Our emotions cannot be understood if we are unable to recognise the intrinsic part they play in our humanity.
It is only once we acknowledge emotion as an essential aspect of our humanity can we ever hope to live a truly healthy life.
Once a feeling has been triggered it needs expression in a safe and healthy way. The words “Don’t” or “Just Let it go” to name just a few have no place in guiding our emotions. So why is it that some seem to easily deal with “troubling” emotions while others feel completely bogged down? Well just like no two persons fingerprints are identical neither are no two people’s emotional world. We each feel and express uniquely. No one else can look at you and state how much or how little you should or should not feel. Even judgment of our own feelings is derived from misinformation imposed on us by those entrusted with our care and development.

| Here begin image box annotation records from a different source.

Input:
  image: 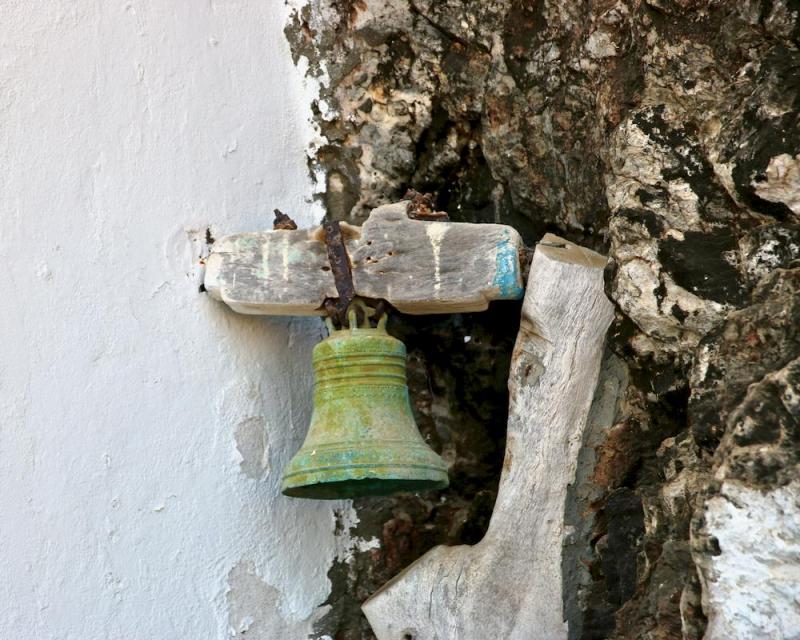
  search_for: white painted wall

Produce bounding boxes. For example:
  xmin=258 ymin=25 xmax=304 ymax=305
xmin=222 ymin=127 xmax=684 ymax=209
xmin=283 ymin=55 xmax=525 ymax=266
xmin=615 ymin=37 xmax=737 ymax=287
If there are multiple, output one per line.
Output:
xmin=0 ymin=0 xmax=351 ymax=640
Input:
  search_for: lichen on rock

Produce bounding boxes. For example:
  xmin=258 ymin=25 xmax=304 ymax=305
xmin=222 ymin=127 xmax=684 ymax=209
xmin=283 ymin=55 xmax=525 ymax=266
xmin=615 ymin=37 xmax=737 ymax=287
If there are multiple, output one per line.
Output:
xmin=286 ymin=0 xmax=800 ymax=640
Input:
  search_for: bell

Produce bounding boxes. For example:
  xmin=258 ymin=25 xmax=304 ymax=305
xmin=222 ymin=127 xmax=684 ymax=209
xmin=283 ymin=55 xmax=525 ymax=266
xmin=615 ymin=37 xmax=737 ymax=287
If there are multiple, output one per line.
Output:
xmin=282 ymin=307 xmax=448 ymax=500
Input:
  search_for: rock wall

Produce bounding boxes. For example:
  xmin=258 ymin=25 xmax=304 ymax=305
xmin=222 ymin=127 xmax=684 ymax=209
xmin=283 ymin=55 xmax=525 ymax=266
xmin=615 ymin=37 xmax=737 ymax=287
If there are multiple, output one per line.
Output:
xmin=285 ymin=0 xmax=800 ymax=640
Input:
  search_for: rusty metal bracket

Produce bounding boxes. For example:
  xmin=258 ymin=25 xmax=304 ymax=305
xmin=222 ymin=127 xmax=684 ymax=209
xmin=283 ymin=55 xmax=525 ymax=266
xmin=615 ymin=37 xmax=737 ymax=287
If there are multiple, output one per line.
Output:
xmin=322 ymin=220 xmax=356 ymax=327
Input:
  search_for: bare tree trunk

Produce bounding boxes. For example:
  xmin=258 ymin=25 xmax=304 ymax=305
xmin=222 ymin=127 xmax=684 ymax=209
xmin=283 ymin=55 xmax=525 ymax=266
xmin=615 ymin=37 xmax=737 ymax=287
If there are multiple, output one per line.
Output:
xmin=286 ymin=0 xmax=800 ymax=640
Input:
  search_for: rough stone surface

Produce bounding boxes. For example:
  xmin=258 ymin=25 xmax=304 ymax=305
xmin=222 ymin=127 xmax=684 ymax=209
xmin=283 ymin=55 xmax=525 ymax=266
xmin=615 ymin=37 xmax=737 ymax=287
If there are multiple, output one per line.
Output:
xmin=286 ymin=0 xmax=800 ymax=640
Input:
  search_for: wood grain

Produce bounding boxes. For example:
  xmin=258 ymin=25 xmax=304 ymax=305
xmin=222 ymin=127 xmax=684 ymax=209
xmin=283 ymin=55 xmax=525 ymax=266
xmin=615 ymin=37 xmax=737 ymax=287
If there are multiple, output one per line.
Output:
xmin=363 ymin=234 xmax=613 ymax=640
xmin=204 ymin=202 xmax=523 ymax=315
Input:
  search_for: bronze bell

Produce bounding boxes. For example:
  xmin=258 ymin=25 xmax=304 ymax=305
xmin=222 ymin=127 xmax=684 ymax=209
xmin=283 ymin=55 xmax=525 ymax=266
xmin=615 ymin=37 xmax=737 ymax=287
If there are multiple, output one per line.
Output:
xmin=282 ymin=307 xmax=448 ymax=500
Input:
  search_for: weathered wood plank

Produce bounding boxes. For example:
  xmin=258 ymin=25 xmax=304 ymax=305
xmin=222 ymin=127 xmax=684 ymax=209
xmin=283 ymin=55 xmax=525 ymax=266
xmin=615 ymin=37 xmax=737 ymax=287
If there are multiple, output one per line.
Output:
xmin=363 ymin=234 xmax=613 ymax=640
xmin=204 ymin=202 xmax=523 ymax=315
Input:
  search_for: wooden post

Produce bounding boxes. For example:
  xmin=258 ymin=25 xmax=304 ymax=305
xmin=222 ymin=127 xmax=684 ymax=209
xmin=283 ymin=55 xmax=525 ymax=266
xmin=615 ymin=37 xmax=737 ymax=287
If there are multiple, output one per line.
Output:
xmin=363 ymin=234 xmax=613 ymax=640
xmin=204 ymin=202 xmax=523 ymax=316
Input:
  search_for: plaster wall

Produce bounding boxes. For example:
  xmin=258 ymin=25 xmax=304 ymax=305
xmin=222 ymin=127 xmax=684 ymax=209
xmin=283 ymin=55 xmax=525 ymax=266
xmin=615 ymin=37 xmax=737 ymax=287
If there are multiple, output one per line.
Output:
xmin=0 ymin=0 xmax=346 ymax=640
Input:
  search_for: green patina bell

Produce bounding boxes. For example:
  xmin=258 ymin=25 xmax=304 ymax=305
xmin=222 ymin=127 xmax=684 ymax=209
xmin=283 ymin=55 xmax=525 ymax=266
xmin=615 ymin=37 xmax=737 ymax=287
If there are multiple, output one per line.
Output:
xmin=282 ymin=310 xmax=448 ymax=500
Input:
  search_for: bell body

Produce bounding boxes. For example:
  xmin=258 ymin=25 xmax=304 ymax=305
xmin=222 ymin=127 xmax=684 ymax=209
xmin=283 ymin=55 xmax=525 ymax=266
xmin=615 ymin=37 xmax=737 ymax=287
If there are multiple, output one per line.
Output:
xmin=282 ymin=327 xmax=448 ymax=499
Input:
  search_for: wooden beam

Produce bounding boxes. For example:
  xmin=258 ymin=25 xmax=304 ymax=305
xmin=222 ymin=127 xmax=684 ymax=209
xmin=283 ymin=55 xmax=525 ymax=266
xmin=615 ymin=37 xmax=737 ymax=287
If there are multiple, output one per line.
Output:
xmin=204 ymin=202 xmax=523 ymax=315
xmin=363 ymin=234 xmax=613 ymax=640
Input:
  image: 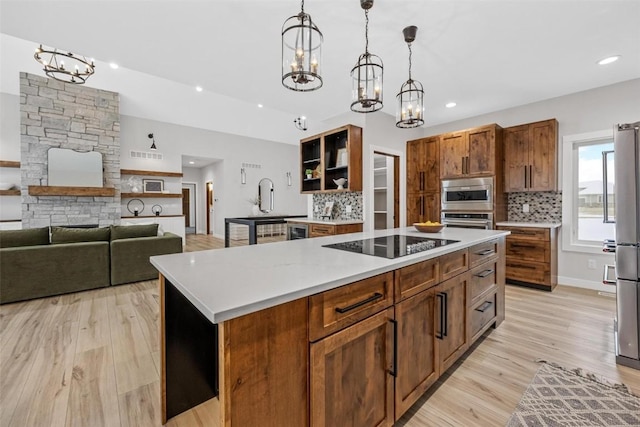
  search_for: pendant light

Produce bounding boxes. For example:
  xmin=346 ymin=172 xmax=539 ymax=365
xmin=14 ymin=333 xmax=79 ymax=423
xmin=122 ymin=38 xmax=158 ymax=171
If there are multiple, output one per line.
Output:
xmin=351 ymin=0 xmax=383 ymax=113
xmin=396 ymin=25 xmax=424 ymax=128
xmin=282 ymin=0 xmax=323 ymax=92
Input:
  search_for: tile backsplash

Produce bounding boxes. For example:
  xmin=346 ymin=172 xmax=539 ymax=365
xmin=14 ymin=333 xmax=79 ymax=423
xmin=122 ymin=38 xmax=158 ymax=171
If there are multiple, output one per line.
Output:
xmin=313 ymin=191 xmax=362 ymax=220
xmin=508 ymin=191 xmax=562 ymax=222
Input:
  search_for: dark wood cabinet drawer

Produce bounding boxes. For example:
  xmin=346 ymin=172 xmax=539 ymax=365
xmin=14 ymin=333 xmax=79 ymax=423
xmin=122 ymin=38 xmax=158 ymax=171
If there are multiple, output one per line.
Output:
xmin=469 ymin=262 xmax=498 ymax=301
xmin=506 ymin=258 xmax=551 ymax=285
xmin=497 ymin=225 xmax=551 ymax=242
xmin=309 ymin=272 xmax=393 ymax=341
xmin=469 ymin=240 xmax=498 ymax=268
xmin=440 ymin=249 xmax=469 ymax=282
xmin=506 ymin=237 xmax=551 ymax=262
xmin=395 ymin=258 xmax=440 ymax=302
xmin=309 ymin=224 xmax=336 ymax=237
xmin=470 ymin=292 xmax=497 ymax=342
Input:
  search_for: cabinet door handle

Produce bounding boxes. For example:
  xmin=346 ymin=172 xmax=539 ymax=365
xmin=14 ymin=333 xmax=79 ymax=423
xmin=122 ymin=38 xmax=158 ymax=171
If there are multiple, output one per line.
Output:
xmin=389 ymin=319 xmax=398 ymax=378
xmin=336 ymin=292 xmax=383 ymax=314
xmin=476 ymin=269 xmax=494 ymax=277
xmin=475 ymin=249 xmax=493 ymax=256
xmin=476 ymin=301 xmax=493 ymax=313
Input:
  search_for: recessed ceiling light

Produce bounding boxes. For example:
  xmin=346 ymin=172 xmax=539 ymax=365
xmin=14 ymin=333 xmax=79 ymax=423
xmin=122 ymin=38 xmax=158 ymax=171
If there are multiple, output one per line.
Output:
xmin=598 ymin=55 xmax=620 ymax=65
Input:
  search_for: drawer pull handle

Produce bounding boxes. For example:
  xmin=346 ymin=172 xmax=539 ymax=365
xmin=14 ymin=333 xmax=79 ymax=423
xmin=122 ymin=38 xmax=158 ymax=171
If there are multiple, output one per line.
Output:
xmin=336 ymin=292 xmax=383 ymax=314
xmin=476 ymin=301 xmax=493 ymax=313
xmin=476 ymin=269 xmax=494 ymax=277
xmin=476 ymin=249 xmax=493 ymax=255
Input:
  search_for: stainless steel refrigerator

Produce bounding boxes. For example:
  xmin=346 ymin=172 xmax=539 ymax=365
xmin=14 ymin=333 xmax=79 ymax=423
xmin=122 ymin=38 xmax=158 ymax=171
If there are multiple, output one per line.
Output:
xmin=614 ymin=122 xmax=640 ymax=369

We all have the ability to feel yet some are more emotionally expressive than others. While there are those who cry at the drop of a hat, others profess to not feel anything. Some cry watching a movie but didn’t shed a tear after a bereavement. So, I think its fair to say that we all feel what we feel, which might be completely different to our nearest and dearest or a stranger we pass in the street.
From a young age most were taught how not to feel, to not be sad, angry or frightened. Yet we were never helped to understand what to do with such overwhelming emotions when they burst out. Suppression for most was the only option. We grew to learn that there were good and bad emotions. We observed that there was even a gender divide where boys could get away with being angry and girls with crying but the other way around attracted far greater criticism and punishment.
So, if our emotions don’t come from our thoughts where do they originate?
Emotion is a direct expression of an aspect of our humanity, as important as any other, be that mental or physical. If only it was as simple as changing our thoughts and those unwanted feelings would magically disappear then why did around 17% of the adult population of Great Britain, get prescribed antidepressants last year.
Maybe the clue is hiding in the title…
If we were encouraged to feel rather than taught to suppress and “Depress” our emotions, we might not have ended up with such a Pandemic of Depression.
If emotions were simply a product of thought then we could choose whom we loved and whom we didn’t and the plots of countless romantic novels would never have been written.